Pensionskassengeld für eine Wohnung im Ausland?

Wohnungstraum im Ausland: PK-Geld gibts nur, wenn Sie auch auswandern. Foto: Shutterstock

Wohnungstraum im Ausland: PK-Geld gibts nur, wenn Sie auch auswandern. Foto: Shutterstock

Angesichts der hohen Preise für Eigentumswohnungen in der Schweiz planen wir, eine Wohnung im grenznahen Deutschland zu kaufen. Kann ich dafür Gelder aus meiner Pensionskasse vorbeziehen – und wie erfolgt die Besteuerung? J. W.

Damit ein Vorbezug aus der Pensionskasse im Rahmen der Wohneigentumsförderung für eine Immobilie im Ausland – in Ihrem Fall in Deutschland – überhaupt möglich ist, müssen Sie auch Ihren Wohnsitz ins Ausland verlegen. Denn Zweit- und Ferienwohnungen dürfen nicht von den Geldern aus der Pensionskasse finanziert werden.

Problemlos ist ein Vorbezug, wenn jemand in einen Staat ausserhalb der EU auswandert: Dann darf man unabhängig von Wohneigentum das volle Pensionskassengeld beziehen. Wenn jemand indes, so wie Sie, in einen EU-Staat auswandert, ist der Bezug auf den überobligatorischen Bereich beschränkt.

Anders ist es, wenn Sie das Geld im Rahmen der Wohneigentumsförderung vorbeziehen möchten: Es ist erlaubt, auch den obligatorischen Teil des Geldes für selbstgenutztes Wohneigentum in einem EU-Land zu nutzen, wobei aber generell ein Mindestbetrag von wenigstens 20’000 Franken bezogen werden muss.

Die Voraussetzungen für einen vorzeitigen Bezug im Rahmen der Wohneigentumsförderung wären bei Ihnen somit grundsätzlich erfüllt. Da Sie das Kapital aus der Pensionskasse vorbeziehen, während Sie noch in der Schweiz angemeldet sind, wird das Geld auch hier versteuert. Immerhin aber zu einem reduzierten Satz. Erfolgt die Auszahlung für ein Wohnobjekt im Ausland, wird die Quellensteuer bereits bei der Auszahlung des Vorbezugs in Abzug gebracht. Sollte es später zu einer Rückzahlung des Vorbezugs kommen, wird die bezahlte Steuer zinslos zurückerstattet.

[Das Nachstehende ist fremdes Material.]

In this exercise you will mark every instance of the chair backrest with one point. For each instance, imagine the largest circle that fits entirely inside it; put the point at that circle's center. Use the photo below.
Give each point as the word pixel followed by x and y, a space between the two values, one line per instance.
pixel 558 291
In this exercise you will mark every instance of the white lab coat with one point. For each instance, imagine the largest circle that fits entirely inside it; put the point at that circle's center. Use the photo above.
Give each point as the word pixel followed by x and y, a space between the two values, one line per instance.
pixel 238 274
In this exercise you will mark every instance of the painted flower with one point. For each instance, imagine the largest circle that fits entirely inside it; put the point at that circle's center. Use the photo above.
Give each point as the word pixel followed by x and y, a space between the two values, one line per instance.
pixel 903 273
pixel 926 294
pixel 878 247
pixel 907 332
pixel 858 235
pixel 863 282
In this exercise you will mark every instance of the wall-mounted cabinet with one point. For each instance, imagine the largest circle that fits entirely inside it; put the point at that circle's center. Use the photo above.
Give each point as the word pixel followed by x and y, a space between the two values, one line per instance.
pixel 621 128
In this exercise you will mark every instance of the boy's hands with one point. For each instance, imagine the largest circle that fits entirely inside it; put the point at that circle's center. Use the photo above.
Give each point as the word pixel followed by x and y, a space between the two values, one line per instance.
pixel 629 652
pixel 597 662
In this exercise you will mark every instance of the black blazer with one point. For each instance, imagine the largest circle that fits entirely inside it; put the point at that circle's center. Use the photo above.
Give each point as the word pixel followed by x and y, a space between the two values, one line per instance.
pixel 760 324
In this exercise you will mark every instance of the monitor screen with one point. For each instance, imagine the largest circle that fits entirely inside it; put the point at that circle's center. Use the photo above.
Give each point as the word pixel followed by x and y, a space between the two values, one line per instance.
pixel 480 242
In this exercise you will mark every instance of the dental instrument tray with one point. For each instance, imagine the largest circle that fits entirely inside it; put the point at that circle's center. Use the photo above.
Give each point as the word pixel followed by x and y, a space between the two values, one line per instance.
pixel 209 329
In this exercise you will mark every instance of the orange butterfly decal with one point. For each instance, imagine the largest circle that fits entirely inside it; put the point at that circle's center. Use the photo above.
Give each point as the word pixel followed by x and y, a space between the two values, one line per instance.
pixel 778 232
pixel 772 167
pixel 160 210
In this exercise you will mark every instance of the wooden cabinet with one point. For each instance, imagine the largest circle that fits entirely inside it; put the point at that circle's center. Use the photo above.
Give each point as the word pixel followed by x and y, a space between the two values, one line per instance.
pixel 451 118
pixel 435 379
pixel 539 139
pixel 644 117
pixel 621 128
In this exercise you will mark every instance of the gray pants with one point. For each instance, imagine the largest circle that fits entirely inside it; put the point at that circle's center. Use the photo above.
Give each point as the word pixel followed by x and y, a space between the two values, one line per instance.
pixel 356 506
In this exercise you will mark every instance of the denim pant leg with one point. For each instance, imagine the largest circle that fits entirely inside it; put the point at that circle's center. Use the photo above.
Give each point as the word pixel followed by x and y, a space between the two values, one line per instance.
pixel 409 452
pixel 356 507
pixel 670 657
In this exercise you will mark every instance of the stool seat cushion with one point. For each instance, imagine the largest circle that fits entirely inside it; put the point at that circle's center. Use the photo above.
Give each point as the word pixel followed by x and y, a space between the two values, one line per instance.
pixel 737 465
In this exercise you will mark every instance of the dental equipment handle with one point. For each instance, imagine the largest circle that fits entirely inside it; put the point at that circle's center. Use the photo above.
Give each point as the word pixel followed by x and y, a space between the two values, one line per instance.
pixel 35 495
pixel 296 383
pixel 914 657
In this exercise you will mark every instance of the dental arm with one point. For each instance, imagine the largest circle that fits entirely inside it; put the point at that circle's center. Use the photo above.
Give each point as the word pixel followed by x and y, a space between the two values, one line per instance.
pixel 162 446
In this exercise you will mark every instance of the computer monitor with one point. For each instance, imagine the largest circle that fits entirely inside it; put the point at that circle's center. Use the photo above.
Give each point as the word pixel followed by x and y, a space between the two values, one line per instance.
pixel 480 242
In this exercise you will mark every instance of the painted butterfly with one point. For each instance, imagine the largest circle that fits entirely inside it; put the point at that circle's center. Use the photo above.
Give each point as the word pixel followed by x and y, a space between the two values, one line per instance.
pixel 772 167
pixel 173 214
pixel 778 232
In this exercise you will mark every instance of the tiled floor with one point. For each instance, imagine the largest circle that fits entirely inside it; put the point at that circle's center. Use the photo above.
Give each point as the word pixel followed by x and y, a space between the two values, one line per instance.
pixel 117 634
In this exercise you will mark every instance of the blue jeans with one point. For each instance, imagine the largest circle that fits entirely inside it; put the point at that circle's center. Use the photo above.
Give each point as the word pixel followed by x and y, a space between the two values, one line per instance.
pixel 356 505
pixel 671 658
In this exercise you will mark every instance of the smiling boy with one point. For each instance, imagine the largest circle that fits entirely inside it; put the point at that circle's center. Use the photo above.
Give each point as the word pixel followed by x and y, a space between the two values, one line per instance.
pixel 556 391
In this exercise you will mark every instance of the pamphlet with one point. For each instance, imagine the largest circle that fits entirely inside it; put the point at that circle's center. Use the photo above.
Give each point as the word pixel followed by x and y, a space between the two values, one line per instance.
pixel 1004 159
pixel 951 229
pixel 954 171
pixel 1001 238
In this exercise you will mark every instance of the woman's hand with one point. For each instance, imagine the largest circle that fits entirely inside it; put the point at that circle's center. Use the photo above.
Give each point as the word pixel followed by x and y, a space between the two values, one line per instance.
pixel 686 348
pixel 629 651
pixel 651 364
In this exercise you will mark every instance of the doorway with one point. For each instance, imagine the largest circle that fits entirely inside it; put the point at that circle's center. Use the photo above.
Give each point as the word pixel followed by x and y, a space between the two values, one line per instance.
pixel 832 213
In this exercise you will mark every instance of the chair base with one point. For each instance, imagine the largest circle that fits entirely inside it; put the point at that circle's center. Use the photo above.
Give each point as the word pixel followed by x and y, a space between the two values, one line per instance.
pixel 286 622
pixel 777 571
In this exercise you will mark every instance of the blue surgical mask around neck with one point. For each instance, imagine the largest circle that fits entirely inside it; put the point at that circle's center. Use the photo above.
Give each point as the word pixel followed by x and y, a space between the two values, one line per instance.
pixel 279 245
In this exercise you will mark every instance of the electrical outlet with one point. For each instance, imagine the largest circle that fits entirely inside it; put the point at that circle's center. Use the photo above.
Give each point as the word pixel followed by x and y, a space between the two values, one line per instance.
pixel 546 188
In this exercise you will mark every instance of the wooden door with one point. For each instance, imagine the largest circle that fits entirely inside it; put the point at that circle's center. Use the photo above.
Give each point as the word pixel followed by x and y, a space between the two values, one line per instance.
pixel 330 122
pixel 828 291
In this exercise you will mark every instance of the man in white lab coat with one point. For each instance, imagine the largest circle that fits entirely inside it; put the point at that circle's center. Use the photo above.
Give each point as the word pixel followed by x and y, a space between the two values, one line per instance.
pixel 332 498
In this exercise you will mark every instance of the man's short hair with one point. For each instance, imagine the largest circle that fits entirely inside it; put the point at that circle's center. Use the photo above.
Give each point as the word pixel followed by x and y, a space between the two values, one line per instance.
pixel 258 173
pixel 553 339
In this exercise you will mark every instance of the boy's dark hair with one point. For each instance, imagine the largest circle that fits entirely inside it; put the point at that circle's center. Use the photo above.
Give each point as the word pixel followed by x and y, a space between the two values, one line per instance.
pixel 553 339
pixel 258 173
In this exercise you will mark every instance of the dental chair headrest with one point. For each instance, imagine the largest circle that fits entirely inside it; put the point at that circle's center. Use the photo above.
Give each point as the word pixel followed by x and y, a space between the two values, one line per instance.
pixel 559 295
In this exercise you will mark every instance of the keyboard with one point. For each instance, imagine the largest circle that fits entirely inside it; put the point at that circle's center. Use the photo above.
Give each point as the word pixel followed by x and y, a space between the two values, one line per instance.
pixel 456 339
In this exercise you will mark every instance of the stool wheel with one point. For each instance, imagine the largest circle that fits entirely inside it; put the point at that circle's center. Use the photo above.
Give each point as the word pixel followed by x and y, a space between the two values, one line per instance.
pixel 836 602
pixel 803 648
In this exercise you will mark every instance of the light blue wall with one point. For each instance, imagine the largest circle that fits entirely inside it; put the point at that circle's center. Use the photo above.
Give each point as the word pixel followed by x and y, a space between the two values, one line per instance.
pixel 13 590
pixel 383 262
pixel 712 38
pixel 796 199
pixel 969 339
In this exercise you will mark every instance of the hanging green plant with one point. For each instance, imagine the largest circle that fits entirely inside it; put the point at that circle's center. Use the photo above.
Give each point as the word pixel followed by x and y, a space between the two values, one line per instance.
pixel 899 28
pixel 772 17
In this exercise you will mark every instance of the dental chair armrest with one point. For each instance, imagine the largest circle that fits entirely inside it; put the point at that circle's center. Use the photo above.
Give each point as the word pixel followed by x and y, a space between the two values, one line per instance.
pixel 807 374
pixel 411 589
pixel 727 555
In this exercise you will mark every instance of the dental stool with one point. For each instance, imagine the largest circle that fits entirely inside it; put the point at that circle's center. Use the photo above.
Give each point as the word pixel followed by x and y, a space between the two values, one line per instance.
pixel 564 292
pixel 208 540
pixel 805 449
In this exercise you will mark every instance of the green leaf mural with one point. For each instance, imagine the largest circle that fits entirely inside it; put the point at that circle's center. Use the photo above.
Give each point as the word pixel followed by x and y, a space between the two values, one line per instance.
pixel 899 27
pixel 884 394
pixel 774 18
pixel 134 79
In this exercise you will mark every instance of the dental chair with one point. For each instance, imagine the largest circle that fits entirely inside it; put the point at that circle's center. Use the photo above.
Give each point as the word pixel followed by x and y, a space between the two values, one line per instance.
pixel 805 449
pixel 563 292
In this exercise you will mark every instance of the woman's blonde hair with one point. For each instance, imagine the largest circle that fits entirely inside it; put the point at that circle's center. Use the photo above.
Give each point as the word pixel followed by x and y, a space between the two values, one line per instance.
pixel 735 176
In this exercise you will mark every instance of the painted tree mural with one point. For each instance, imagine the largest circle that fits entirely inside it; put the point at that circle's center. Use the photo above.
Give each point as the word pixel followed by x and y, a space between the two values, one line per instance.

Das Geld aus einem Vorbezug darf nur für das Wohneigentum eingesetzt werden und nicht etwa für die Bezahlung von Provisionen oder Steuern. Unabhängig von den steuerlichen Folgen und den rechtlichen Möglichkeiten für einen Vorbezug von PK-Geldern für Wohneigentum im Ausland gebe ich Ihnen zu bedenken, dass Ihnen das so bezogene Geld später für die Altersvorsorge fehlt.

Anhand Ihrer Schilderungen wird klar, dass Sie praktisch Ihr ganzes Vorsorgegeld für den Erwerb von Wohneigentum im Ausland verwenden müssten, inklusive 3. Säule und Kapital von Ihrer Freundin. Ich halte dies für hoch riskant und würde Ihnen von einem solchen Vorgehen abraten. Wohneigentum erwerben sollten Sie nur – egal ob in der Schweiz oder im Ausland –, wenn Sie zusätzlich zum nötigen Kapital für den Erwerb auch noch genügend anderweitige Reserven haben. Sie müssen sich vor Augen halten, dass neben den Erwerbskosten bei Wohneigentum noch erhebliche Kosten für den Unterhalt anfallen. Zudem sollten Sie jederzeit auch für unerwartete Ereignisse über finanzielle Reserven verfügen.

Ich rate Ihnen, Ihre Pläne einerseits mit Ihrer Pensionskasse und andererseits mit einer oder zwei Banken im Detail zu besprechen. Sollte für Sie die Finanzierung sehr eng werden, würde ich von einem Kauf von Wohneigentum absehen, da die finanzielle Belastung, sobald sich Ihre Lebensumstände nochmals verändern, schnell zum Albtraum werden kann. Erst recht im Alter, wenn Ihnen dann das zuvor bezogene Vorsorgegeld für den Lebensunterhalt fehlt.